AUFHAUSER: Some of the costs are very low, to be sure. To have a whole organization and a lot of transportation and flights, that's more expensive. I think ultimately -- in fact, the dollar magnitudes of the amounts frozen are in the overall scheme of things not large. Number of accounts, a few thousand accounts, that sounds large, but in the overall scheme of things. So that's why I think you have to think about either the intelligence that you're gathering through this system, through following the money, or the fact that you're making it difficult for people to finance large transactions.

For example, it's not cheap to build an intercontinental ballistic missile or a long-range missile that can carry a nuclear warhead. That's not cheap. That takes money. And that's the kind of things that the actions, for example, yesterday the Treasury took are referring to.

ECKERT: The cost of 9/11, the attacks on 9/11, were estimated to be between $300,000 and $500,000, but that was the most expensive. Since then the attacks that we've seen in Bali and London, Madrid, et cetera, have -- they're not -- doesn't cost a lot. It costs under $10,000, some of the estimates have been. So, you know -- but it's important also, though, for the deterrent effect, too, because a large amount of funding for terrorists came through charities prior to 9/11. And there is a deterrent effect of those entities -- or of those end users making sure that they don't want to be involved in that anymore, sort of the reputational issue that David alluded to.

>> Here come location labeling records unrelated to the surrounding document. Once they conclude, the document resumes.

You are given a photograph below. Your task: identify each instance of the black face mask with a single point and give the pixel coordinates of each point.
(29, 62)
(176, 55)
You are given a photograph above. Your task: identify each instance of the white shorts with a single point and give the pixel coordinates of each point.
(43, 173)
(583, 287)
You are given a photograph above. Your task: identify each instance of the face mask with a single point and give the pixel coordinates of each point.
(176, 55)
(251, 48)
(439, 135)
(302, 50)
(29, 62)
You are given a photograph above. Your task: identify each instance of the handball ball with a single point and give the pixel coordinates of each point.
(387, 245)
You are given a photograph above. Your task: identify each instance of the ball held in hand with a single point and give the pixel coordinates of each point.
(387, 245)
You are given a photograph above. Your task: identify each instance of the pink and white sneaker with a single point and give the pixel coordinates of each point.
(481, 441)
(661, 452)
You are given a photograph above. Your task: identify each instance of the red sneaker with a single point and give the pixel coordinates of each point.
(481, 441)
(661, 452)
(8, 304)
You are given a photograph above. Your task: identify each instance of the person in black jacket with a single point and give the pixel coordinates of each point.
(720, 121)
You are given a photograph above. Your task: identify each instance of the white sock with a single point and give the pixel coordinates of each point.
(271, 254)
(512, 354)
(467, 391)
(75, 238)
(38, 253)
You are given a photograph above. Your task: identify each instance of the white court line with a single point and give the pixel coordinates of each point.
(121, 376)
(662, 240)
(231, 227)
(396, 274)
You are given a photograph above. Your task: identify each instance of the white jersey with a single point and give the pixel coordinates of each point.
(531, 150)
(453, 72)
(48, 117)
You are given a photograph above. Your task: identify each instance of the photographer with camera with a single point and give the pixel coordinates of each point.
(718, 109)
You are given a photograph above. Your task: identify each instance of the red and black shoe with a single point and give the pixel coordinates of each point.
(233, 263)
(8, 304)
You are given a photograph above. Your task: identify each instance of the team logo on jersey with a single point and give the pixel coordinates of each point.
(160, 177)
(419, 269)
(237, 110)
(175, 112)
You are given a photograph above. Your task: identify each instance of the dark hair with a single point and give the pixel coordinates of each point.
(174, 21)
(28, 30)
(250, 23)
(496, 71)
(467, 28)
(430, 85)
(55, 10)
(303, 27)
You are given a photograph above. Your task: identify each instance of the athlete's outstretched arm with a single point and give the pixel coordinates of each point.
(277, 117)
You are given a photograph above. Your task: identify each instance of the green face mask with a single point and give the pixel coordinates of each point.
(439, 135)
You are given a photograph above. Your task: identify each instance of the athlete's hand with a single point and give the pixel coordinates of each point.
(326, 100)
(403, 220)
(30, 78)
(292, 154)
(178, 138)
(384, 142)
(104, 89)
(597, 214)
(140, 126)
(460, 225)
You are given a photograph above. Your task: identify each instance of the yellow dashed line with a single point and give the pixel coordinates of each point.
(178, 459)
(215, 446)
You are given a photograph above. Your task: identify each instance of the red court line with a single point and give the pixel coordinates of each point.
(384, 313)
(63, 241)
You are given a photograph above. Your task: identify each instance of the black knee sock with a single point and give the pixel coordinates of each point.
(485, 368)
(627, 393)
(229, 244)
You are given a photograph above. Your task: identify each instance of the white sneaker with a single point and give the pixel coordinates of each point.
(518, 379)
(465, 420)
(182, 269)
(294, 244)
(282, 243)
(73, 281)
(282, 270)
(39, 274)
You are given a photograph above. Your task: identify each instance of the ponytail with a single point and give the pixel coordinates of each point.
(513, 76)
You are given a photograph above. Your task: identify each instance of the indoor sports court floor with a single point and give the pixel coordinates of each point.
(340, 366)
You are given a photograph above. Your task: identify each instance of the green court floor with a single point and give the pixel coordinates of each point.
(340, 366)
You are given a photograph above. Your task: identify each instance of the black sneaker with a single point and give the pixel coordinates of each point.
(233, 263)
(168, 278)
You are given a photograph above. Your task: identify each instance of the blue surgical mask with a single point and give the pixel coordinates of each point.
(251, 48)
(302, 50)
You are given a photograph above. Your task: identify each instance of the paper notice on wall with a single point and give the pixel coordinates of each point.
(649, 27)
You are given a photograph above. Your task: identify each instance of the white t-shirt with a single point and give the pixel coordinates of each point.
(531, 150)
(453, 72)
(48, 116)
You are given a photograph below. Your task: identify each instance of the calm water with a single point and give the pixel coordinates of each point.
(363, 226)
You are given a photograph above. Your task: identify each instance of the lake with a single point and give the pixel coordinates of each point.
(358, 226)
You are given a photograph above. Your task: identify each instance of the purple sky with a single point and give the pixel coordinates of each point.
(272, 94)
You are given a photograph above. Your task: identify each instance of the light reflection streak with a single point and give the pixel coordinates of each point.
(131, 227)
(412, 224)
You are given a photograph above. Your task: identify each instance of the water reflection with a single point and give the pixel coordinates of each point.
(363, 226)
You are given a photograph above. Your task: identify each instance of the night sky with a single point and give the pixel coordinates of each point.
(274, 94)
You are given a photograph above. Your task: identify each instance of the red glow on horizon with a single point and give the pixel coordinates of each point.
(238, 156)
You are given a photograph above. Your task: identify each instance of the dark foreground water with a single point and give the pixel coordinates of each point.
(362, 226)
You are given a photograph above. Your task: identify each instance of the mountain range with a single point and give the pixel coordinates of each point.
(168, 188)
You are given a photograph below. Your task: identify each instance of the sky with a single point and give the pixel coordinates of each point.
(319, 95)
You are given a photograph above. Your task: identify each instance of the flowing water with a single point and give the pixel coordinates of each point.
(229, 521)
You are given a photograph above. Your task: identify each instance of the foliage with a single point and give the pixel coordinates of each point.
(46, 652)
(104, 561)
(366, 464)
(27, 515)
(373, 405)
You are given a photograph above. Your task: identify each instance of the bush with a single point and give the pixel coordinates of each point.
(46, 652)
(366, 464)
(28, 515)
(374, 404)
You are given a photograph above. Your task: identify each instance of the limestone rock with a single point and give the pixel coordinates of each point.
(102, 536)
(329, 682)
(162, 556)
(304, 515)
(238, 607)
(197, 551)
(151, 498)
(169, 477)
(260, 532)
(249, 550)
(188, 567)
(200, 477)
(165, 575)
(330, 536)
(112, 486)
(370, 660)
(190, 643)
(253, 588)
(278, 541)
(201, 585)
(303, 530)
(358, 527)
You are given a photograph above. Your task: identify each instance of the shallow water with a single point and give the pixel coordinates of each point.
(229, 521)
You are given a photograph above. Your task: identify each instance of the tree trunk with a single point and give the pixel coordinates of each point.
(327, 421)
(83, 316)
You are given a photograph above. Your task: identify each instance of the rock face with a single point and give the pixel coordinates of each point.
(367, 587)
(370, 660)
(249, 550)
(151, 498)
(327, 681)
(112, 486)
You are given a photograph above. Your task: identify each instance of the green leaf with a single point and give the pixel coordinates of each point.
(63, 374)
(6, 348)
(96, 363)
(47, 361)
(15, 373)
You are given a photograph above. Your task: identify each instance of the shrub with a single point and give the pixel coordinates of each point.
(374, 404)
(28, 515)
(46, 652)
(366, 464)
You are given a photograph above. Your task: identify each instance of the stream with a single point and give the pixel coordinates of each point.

TAYLOR: I'm glad you asked the question, because maybe it's a good way to end this. The bulk of the money that I followed in three years of following this could not be directly tied to an intended act of killing, but all of it could be tied to an intended act of teaching hate in various schools and places, in fomenting discord. Now, I know I'm on dangerous territory here because this is a very difficult task, but what do you do about the funding of schools that teach our differences to the point of promoting violence? That's something none of us has faced up to.

SONNENBERG: Unfortunately, we've reached the hour where I must terminate. Otherwise, I'll get a private lecture from our esteemed chairman, Pete Peterson. (Laughter.) So let us thank this panel. It was brilliant and wonderful. (Applause.)